Alerji belirtileri hem üst hem de alt tarafta görülebilir. solunum sistemi. Bu nedenle, gıda alerjilerinin belirtileri rinit, bronşit, tracheitis, sinüzit, adenoidit olarak gizlenebilir. İnatçı burun tıkanıklığı, burundan nefes almada zorluk gibi belirtiler tipiktir. alerjik rinit Bu, gıda alerjileri ile ortaya çıkar. Sıklıkla üst solunum yolu hastalıklarından muzdarip olan "sık hasta çocuklar" teşhisi konan çocukların% 70'inden fazlasında gıda alerjisi vardır. Doğru teşhis ve zamanında tedavi"sık hasta çocuklar" hastalığının sıklığını ve şiddetini önemli ölçüde azaltabilir.

Besin alerjisinin sistemik belirtileri

Besin alerjisinin en şiddetli sistemik bulgusu anafilaksidir. En yaygın neden yer fıstığı, fındık olur. Ayrıca anafilaksiye neden olabilir: balık, kabuklular, yumurta akı, inek sütü proteinleri.

Anafilaksi belirtileri genellikle ürünün küçük miktarlarını tükettikten saniyeler veya dakikalar sonra ortaya çıkar. Çocuklarda bu kendini şu şekilde gösterir: keskin bir şekilde artan solgunluk, çocuk uyaranlara cevap vermez, ses kısıklığı ve hırıltı ile kendini gösteren bronkospazm ve gırtlak ödemi gelişir, çocuk maviye döner. Muhtemel solunum durması, istemsiz idrara çıkma, konvülsiyonların ortaya çıkması, alçaltma tansiyon.

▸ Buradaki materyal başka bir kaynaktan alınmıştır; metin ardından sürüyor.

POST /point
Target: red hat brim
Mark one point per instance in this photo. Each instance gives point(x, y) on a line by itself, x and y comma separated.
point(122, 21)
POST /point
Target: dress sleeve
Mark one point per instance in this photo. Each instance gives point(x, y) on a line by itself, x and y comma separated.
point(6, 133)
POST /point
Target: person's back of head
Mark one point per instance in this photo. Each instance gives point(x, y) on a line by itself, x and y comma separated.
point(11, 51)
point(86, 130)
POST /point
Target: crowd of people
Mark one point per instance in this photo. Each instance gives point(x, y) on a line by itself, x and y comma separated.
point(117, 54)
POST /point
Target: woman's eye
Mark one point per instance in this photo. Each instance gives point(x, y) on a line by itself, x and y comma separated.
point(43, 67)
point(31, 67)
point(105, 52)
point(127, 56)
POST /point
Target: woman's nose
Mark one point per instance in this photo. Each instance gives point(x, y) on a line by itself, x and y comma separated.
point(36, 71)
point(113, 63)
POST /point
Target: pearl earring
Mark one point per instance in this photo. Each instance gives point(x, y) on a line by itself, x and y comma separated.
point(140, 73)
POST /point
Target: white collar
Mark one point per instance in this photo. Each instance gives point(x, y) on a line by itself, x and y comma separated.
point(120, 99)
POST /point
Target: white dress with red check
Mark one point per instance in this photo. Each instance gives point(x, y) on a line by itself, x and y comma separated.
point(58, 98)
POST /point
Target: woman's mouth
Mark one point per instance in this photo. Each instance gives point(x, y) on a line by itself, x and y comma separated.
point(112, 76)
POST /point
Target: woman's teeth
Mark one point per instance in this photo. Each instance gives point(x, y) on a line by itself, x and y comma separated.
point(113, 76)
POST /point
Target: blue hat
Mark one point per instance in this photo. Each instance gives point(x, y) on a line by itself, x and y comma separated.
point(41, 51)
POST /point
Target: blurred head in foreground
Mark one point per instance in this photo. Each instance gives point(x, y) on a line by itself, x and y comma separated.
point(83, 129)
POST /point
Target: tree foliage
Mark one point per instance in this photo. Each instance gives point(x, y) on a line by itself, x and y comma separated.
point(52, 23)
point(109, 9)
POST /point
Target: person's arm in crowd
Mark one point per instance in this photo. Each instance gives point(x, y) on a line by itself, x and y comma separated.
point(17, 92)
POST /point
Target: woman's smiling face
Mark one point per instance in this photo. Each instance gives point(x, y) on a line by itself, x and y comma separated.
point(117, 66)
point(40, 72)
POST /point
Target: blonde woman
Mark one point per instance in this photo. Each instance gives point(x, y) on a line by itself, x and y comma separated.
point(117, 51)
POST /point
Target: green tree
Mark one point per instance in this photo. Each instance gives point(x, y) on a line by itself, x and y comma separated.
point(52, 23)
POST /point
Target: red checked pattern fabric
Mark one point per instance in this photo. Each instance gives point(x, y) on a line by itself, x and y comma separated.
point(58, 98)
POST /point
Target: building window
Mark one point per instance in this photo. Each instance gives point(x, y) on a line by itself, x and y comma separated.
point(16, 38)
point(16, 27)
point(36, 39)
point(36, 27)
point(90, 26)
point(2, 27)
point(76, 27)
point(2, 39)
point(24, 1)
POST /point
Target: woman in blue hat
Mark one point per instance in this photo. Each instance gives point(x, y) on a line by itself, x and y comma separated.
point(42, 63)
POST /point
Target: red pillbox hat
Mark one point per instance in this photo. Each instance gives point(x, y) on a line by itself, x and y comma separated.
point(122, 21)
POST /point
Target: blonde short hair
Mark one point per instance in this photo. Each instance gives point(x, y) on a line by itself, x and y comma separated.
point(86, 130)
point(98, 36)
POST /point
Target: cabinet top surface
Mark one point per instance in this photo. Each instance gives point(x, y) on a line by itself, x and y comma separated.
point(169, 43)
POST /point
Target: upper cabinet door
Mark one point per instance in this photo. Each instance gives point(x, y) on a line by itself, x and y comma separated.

Gıda alerjilerinde atipik organ hasarı

  • Eklem hasarı. Alerjik artrit: daha sıklıkla iki taraflı diz eklemleri, ödem ve hareket kısıtlılığı yok, orta ağrı hangi yük altında artar.
  • Yenmek gergin sistem. Semptomlar: baş ağrısı, baş dönmesi, sinirlilik, sinir ağrısı, uykusuzluk.
  • Kardiyovasküler sistemde hasar. Besin alerjisi gelişim faktörlerinden biridir. arteriyel hipertansiyon. Besin alerjisi olan çocuklarda sıklıkla kan basıncında yükselme veya azalma olur. Artan terleme. Alerjik vaskülit, ciltte küçük noktalı kırmızı bir döküntü veya ciltte morarma ile kendini gösteren damar duvarının bir lezyonudur. Genellikle alerjik gıdaları yedikten 6-24 saat sonra ortaya çıkar.
  • burun kanaması Çoğu durumda kanamanın nedenleri tavuk yumurtası ve gıda boyasının kullanılmasıdır. Kanama genellikle ağır değil, kısa sürelidir.
  • Üriner sistemde hasar. Aşağıdaki belirtiler ortaya çıkabilir: idrar yapmada zorluk, yatak ıslatma (enürezis), iltihaplanma Mesane, böbrek hasarı (idrarda kan ve protein görünümü).
  • devam eden bölümler düşük ateş sıcaklığı.
  • Azalmış trombosit sayısı
  • anemi gelişimi
  • Mental durumdaki sapmalar. Semptomlar: uyku bozukluğu, davranış, sinirlilik, kötü ruh hali, kabuslar vb.

Bebeklerde besin alerjisi

Hem emzirilen hem de biberonla beslenen yaşamın ilk yılındaki çocuklar için en yaygın alerjik faktörler inek sütü proteinleridir.

Bu nedenle, yüksek derecede alerjisi olan çocuklara, protein kütlesi 3,5 kDa'dan fazla olmayan süt karışımlarını reçete etmeleri önerilir. Çünkü protein kütlesi ile pirinç alerjisi gelişimi arasında doğrudan bir ilişki vardır. Protein kütlesi ne kadar düşükse, alerji geliştirme riski o kadar düşük olur.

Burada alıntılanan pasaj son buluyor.